Masyarakat mengingatkan, ketika pelanggaran yang sama terjadi berulang di titik yang sama tanpa tindakan berarti, maka yang muncul di publik bukan lagi sekadar keluhan — melainkan kecurigaan.
“Jangan sampai malah menimbulkan dugaan-dugaan nggak bagus di masyarakat. Kenapa bisa berulang? Kenapa selalu dibiarkan?” kata warga.
UU Jelas: Rambu Dilarang Berhenti Itu Wajib Dipatuhi
Warga menegaskan bahwa ini merupakan pelanggaran terang-terangan terhadap UU Lalu Lintas.
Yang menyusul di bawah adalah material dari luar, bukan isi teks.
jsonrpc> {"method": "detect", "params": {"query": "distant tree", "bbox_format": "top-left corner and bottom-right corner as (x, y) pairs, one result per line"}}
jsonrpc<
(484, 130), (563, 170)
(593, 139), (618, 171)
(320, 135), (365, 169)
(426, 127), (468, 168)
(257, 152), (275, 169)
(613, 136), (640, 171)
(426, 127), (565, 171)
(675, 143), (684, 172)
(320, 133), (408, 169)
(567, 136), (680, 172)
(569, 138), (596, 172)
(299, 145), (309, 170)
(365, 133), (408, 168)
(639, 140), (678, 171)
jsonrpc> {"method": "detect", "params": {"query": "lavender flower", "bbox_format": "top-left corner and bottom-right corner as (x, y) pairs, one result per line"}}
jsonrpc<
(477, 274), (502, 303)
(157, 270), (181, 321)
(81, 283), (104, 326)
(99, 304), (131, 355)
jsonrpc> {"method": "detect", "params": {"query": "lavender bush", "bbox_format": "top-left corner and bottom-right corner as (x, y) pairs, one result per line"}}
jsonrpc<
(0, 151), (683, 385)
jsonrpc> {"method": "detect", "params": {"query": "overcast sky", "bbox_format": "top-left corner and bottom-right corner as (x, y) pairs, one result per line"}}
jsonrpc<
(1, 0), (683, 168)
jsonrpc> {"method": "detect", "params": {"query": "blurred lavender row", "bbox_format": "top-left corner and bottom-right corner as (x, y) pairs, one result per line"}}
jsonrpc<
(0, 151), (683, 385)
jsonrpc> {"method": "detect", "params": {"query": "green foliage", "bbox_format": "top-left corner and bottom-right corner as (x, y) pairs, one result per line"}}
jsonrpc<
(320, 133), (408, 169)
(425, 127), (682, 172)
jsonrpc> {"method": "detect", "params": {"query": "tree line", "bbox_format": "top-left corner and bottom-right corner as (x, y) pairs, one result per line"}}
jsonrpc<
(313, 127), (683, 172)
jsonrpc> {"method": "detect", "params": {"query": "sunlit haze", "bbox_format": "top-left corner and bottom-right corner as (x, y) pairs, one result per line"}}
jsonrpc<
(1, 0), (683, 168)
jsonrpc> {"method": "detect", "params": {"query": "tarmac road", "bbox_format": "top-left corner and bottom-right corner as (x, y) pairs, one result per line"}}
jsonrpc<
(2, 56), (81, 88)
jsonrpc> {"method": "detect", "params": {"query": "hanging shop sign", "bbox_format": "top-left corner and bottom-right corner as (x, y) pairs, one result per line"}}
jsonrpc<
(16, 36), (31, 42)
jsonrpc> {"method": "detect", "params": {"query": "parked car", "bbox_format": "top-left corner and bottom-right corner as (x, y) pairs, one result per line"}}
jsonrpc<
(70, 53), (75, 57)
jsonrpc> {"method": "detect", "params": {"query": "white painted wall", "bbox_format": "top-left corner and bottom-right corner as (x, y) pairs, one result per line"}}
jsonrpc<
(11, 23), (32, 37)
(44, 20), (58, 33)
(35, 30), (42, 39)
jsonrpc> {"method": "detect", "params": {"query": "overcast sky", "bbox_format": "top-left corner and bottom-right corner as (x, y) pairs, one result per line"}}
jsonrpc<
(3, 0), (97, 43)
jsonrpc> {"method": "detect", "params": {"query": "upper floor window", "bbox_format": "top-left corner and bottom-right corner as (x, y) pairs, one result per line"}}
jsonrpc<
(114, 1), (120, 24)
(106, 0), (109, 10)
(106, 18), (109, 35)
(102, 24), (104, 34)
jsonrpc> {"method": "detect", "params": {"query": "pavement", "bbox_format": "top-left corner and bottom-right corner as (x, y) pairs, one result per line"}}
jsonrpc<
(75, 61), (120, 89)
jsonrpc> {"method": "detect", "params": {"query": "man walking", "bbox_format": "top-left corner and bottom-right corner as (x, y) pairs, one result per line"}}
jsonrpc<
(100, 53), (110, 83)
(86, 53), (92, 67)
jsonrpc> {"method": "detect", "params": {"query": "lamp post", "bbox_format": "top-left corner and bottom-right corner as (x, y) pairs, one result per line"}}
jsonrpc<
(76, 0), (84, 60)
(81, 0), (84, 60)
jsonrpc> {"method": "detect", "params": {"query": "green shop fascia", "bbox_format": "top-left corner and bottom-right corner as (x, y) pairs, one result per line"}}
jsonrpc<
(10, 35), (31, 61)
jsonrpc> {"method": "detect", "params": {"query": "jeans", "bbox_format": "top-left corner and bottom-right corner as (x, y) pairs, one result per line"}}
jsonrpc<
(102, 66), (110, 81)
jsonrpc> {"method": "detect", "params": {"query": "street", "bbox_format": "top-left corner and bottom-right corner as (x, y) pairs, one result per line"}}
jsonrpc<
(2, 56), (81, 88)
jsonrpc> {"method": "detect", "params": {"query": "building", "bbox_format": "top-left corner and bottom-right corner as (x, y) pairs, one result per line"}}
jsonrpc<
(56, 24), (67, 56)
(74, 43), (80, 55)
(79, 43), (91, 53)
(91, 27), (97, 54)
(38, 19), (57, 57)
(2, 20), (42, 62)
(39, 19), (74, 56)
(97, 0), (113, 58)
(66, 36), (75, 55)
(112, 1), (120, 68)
Aktivitas berhenti, parkir, atau bongkar muat di flyover merupakan pelanggaran terbuka terhadap sejumlah regulasi, antara lain:
- Pasal 106 ayat (4): Wajib mematuhi rambu lalu lintas.
- Pasal 162 ayat (1): Melarang bongkar muat di jalan raya yang mengganggu lalu lintas.
• Pasal 118 ayat (1): Kendaraan dilarang berhenti di tempat dengan rambu larangan.
• Pasal 118 ayat (3): Bongkar muat hanya boleh di lokasi yang tidak menghambat arus kendaraan.
- Pergub DKI tentang Manajemen Lalu Lintas
Menetapkan flyover sebagai ruang bebas gangguan, termasuk larangan parkir dan bongkar muat.
- Pasal 287 ayat (1) UU No. 22 Tahun 2009
Pelanggar rambu dapat dikenai:
- kurungan paling lama 2 bulan, atau
- denda paling banyak Rp500.000
Menurut warga, persoalannya bukan cuma besaran denda — melainkan ketegasan penegakan.
“Kalau Dibiarkan, Ini Akan Jadi Budaya Pelanggaran”
Warga mengingatkan, pelanggaran berulang yang dibiarkan akan membentuk contoh buruk: perusahaan akan merasa aman melanggar karena tidak ada konsekuensi.
Mereka juga menilai, bila tidak ada tindakan tegas, maka:
- pelanggaran akan makin sering
- pelaku makin berani
- pelanggar lain ikut meniru
- risiko kecelakaan meningkat
- publik akan makin sinis pada aparat
Warga Desak: Tindak Tegas, Jangan Tunggu Korban
Warga meminta agar instansi terkait tidak sekadar “memantau”, melainkan melakukan langkah nyata:
- Tilang di tempat untuk pelanggar
- Derek kendaraan jika bongkar muat di fly over
- Penjagaan rutin pada jam rawan (sore–malam)
- Sanksi berlapis untuk pelanggar berulang
- Panggil dan tegur pihak perusahaan agar tidak mengulang
“Kalau menunggu sampai ada korban dulu baru bertindak, itu artinya negara kalah oleh pelanggaran,” tegas warga.
Jika pelanggaran yang sama terjadi di tempat yang sama, oleh pelaku yang diduga sama, dan terus berulang tanpa tindakan tegas—maka publik wajar bertanya: ini kelalaian, atau ada pembiaran?